Repository for code, paper, and slide submitted presented for at APSIPA 2019:
Speech emotion recognition Using Speech Feature and Word Embedding
Pre-processing:
Run the following file with some adjusments (location of IEMOCAP data, output file name, etc.).
https://github.com/bagustris/Apsipa2019_SpeechText/blob/master/code/python_files/mocap_data_collect.py
Main codes:
- speeh_emo.ipynb: for speech emotion recognition
- text_emo.ipynb: for text emotion recognition
- speech_text.ipynb: for speech and text emotion recognition (main proposal)
Other (python) files can be explored and run indepently.
In case of the jupyter notebook is not rendered by Github, see the following nbviewer instead:
- https://nbviewer.jupyter.org/github/bagustris/Apsipa2019_SpeechText/blob/master/code/python_files/speech_emo.ipynb
- https://nbviewer.jupyter.org/github/bagustris/Apsipa2019_SpeechText/blob/master/code/python_files/text_emo.ipynb
- https://nbviewer.jupyter.org/github/bagustris/Apsipa2019_SpeechText/blob/master/code/python_files/speech_text.ipynb
By employing acoustic feature from voice parts of speech and word embedding from text we got boost accuracy of 75.49%. Here the list of obtained accuracy from different models (Text+Speech):
------------------------------
Model | Accuracy (%)
------------------------------
Dense+Dense | 63.86
Conv1D+Dense | 68.82
LSTM+BLSTm | 69.13
LSTM+Dense | 75.49
-----------------------------
Due to Github's limitation, a sample of feature can be downloaded here (voiced feature without SIL removal):
https://cloud.degoo.com/share/Ov563dopNnEW14jN_DeBig.

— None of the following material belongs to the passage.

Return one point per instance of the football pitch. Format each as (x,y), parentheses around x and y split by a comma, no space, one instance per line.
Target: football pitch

You can use the following script inside code/python_files directory to generate that feature file: https://github.com/bagustris/Apsipa2019_SpeechText/blob/master/code/python_files/save_feature.py
B.T. Atmaja, M. Akagi, K. Shirai. "Speech Emotion Recognition from Speech Feature and Word Embedding",
In Asia Pacific Signal and Information Processing Association Annual Summit and Conference (APSIPA), IEEE, 2019.